Seulement, le départ des troupes américaines ne fera pas seulement le jeu de l’Iran, comme le suppose M. Le Drian, mais aussi probablement celui de la Turquie, qui a l’intention de lancer une offensive contre les milices kurdes syriennes [YPG], considérées comme terroristes à Ankara en raison de leurs liens avec le Parti des travailleurs du Kurdistan [PKK]. Ce qui pose la question de l’avenir des combattants étrangers de Daesh, capturés par les FDS lors des combats de ces derniers mois.

Évidemment, il n’est nullement question de voir ces combattants être relâchés, ce qui ferait perdre leur trace. En outre, a-t-on expliqué à Paris, selon Reuters, ils sont aussi susceptibles de « tomber entre les mains d’un régime qui pourraient les utiliser comme moyen de pression. »

Sur ce point, un responsable du département d’État a officiseusement indiqué à l’AFP que la « politique du gouvernement américain était d’encourager les pays à rapatrier et poursuivre en justice leurs ressortissants » capturés par les FDS et à les « prendre sous leur responsabilité » par le « biais de programmes de réinsertion ou d’autres mesures pour éviter qu’ils retombent dans le terrorisme. »

Et ce qui était suggéré est désormais une ligne officielle à en croire les propos de M. Trump. « Les États-Unis demandent au Royaume-Uni, à la France, à l’Allemagne ainsi qu’aux autres alliés européens de reprendre plus de 800 combattants de l’EI que nous avons capturés en Syrie et de les traduire en justice », a-t-il affirmé via Twitter.

Cela étant, le l2 février, le coordinateur du contreterrorisme au département d’État américain, Nathan Sales, avait fait valoir auprès de l’AFP, que « rapatrier les combattants terroristes étrangers dans leurs pays d’origine et les inculper était la meilleure manière d’éviter qu’ils regagnent le champ de bataille. »

Toutefois, il avait aussi prévenu que ce n’était « pas la responsabilité des FDS ou des États-Unis de trouver des solutions pour les centaines de combattants terroristes étrangers » capturés en Syrie, avant d’appeler les pays concernés à « ne pas attendre que d’autres résolvent le problème à leur place. »

En attendant, éloigner la menace d’une intevention turque contre les milices kurdes syriennes permettrait de gagner du temps, à défaut de régler le problème posé par le retour de ces jihadistes. Ainsi, dans une tribune publiée par Le Parisien, la ministre française des Armées, Florence Parly, a prévenu que les Kurdes ne devaient pas faire les frais du retrait américain de Syrie.

« La France […] n’est pas ingrate. Nos partenaires de terrain, les FDS, ont beaucoup donné.
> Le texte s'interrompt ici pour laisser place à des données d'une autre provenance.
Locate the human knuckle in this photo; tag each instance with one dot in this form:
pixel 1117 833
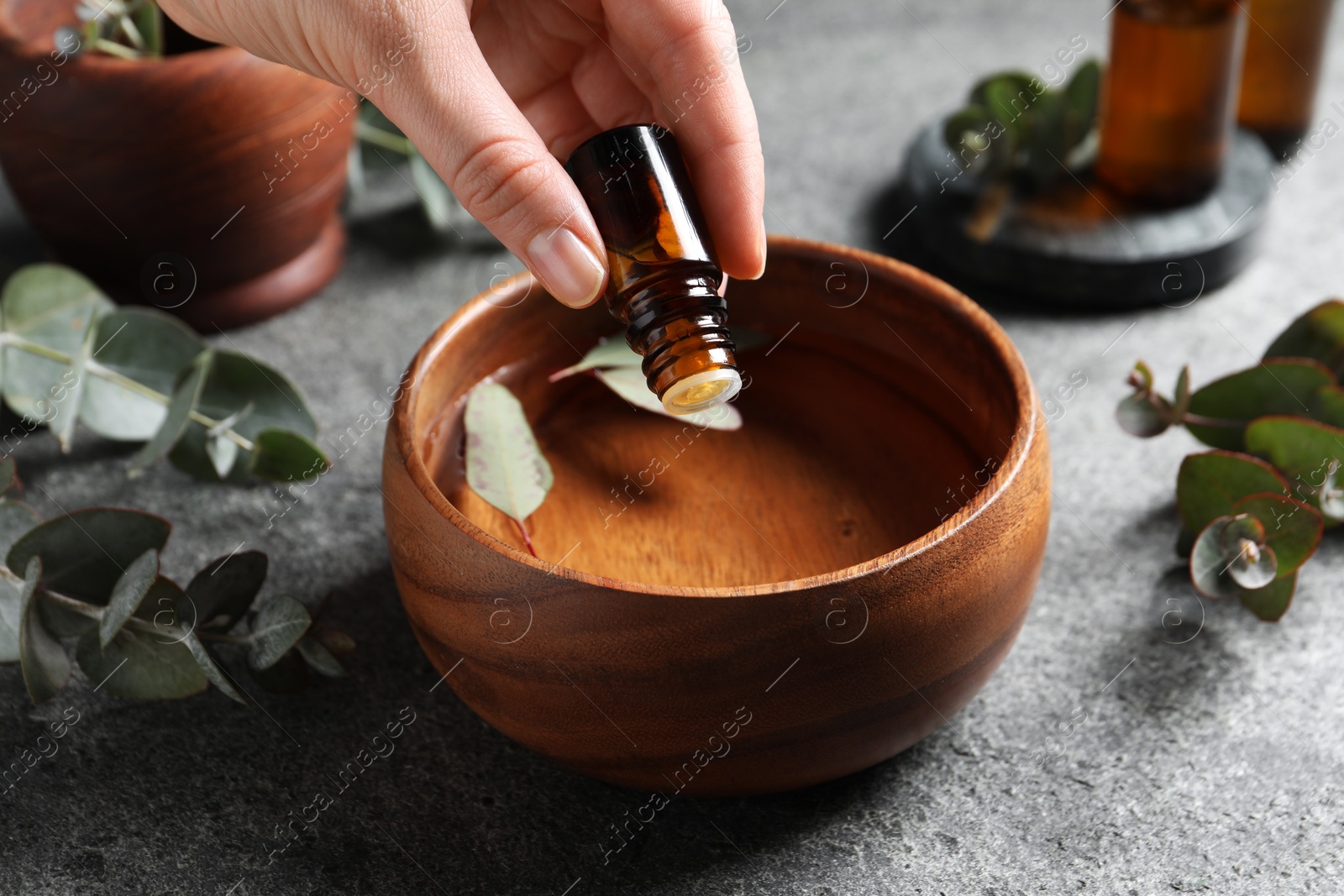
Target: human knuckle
pixel 497 176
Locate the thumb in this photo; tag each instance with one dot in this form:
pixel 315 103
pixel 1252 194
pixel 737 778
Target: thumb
pixel 463 121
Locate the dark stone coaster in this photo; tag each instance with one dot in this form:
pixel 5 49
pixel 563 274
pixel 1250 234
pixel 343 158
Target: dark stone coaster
pixel 1079 248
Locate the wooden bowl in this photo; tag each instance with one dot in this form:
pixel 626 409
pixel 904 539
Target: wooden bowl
pixel 205 183
pixel 732 611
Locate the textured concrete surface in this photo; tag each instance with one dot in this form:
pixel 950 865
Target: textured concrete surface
pixel 1206 754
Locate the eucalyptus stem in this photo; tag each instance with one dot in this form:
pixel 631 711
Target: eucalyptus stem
pixel 123 380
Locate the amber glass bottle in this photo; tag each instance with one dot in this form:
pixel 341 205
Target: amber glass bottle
pixel 664 285
pixel 1284 49
pixel 1167 98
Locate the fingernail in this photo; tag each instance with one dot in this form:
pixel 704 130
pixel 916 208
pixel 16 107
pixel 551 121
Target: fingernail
pixel 566 266
pixel 763 250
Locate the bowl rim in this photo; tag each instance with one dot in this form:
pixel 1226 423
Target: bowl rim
pixel 401 427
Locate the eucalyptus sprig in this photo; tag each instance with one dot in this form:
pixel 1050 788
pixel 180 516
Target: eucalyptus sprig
pixel 138 375
pixel 93 577
pixel 1254 510
pixel 125 29
pixel 1016 134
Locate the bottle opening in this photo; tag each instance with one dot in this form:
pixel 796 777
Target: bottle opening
pixel 702 391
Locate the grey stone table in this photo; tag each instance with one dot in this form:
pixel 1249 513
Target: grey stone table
pixel 1209 765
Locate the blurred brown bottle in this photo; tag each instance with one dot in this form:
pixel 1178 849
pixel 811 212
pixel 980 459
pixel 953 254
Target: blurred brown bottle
pixel 1167 97
pixel 665 275
pixel 1285 45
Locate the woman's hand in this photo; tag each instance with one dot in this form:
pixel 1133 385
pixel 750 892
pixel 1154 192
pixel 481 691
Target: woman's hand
pixel 494 92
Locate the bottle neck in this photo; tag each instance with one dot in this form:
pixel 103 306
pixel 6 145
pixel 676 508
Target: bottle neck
pixel 678 322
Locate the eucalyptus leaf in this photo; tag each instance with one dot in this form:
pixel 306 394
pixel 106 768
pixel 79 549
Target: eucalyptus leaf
pixel 53 307
pixel 289 673
pixel 11 614
pixel 504 465
pixel 127 594
pixel 1319 333
pixel 631 385
pixel 611 352
pixel 66 410
pixel 1253 567
pixel 84 553
pixel 1303 449
pixel 46 668
pixel 277 626
pixel 225 589
pixel 139 665
pixel 17 519
pixel 148 347
pixel 968 128
pixel 1081 98
pixel 1327 406
pixel 1270 602
pixel 234 382
pixel 319 658
pixel 1007 96
pixel 436 197
pixel 186 396
pixel 1209 563
pixel 212 668
pixel 222 453
pixel 62 622
pixel 1277 385
pixel 1210 484
pixel 1292 528
pixel 281 456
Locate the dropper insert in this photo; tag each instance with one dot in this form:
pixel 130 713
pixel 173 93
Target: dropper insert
pixel 702 391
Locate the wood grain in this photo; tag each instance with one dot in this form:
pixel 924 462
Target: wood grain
pixel 230 161
pixel 793 571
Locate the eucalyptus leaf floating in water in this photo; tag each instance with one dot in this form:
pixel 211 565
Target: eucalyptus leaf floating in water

Nous leur devons énormément. L’annonce du retrait américain a rebattu les cartes et créé de nouvelles configurations dans la région ; nul ne sait encore quel arrangement en sortira. Notre devoir est de tout faire pour éviter que les FDS en soient les victimes. J’ai moi-même alerté, à l’Otan, mes homologues américain et turc », a en effet écrit Mme Parly.